Statement by FACT Coalition on White House’s Tax Reform Outline
The Administration released an outline today of its plan to reform the corporate tax code. The signature reform is a reduction of the corporate tax rate from 35% to 15%. The plan further states that profits already booked offshore would get a special, one-time rate — likely much lower than the statutory rate. The U.S. would move from a system in which companies pay taxes on all their profits to a system in which they pay only on profits they book to domestic subsidiaries.
Gary Kalman, the executive director of the FACT Coalition, released the following statement:
“As I understand the plan, the pizza shop in Iowa would still pay a higher tax rate than GE or Google.
“This is a reversal from the President’s original proposal during the campaign which included provisions to close loopholes that facilitate offshoring profits.

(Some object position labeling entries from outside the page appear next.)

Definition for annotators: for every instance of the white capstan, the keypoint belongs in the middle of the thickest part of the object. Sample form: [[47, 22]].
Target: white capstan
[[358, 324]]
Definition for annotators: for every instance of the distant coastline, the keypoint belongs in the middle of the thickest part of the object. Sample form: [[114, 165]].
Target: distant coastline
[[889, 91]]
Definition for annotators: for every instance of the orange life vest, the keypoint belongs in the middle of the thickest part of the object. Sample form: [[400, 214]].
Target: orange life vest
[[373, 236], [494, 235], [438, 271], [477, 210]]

“The Administration’s plan does not end deferral. The plan provides a one-time giveaway rate for companies that previously shifted profits offshore and then proposes a ‘territorial system’ to create an even greater incentive to move additional money offshore in the future.
“While maintaining all the benefits of U.S. residency, multinationals would be able to book profits to subsidiaries in tax havens and immediately use those profits for any purpose — dividends, stock buybacks, executive bonuses and more – without paying any U.S. income tax.
“GE has already experienced years in which it had a negative tax rate. Apple paid no taxes on billions in profits it deemed to be ‘stateless income.’ If this plan passed, these stories would be less the outliers and more the norm for multinational companies.
“During the campaign, it seemed the one area of agreement between the two major party candidates was over the perverse incentives to offshore profits. But this plan would double down on those incentives by opening a huge new loophole to ease corporate tax dodging.
“If passed, it is reasonable to expect capital flight to increase. Proponents will point to a dramatically lower rate to counter corporate tax dodging, but it’s important to keep in mind that the rate in the Cayman Islands is zero percent. And the plan appears to do nothing to address abusive transfer pricing, earnings stripping, and other tax dodging schemes abused by many of the largest, most profitable companies in the country.
“The plan also means the U.S. would become a driving force in the global tax race to the bottom, a race that has undermined other economies, led to bailouts and left nations without the resources to pay for basic services. How does one look at those experiences and willingly join the race?
“This plan would take us in the wrong direction. We should not make offshore tax dodging easier.”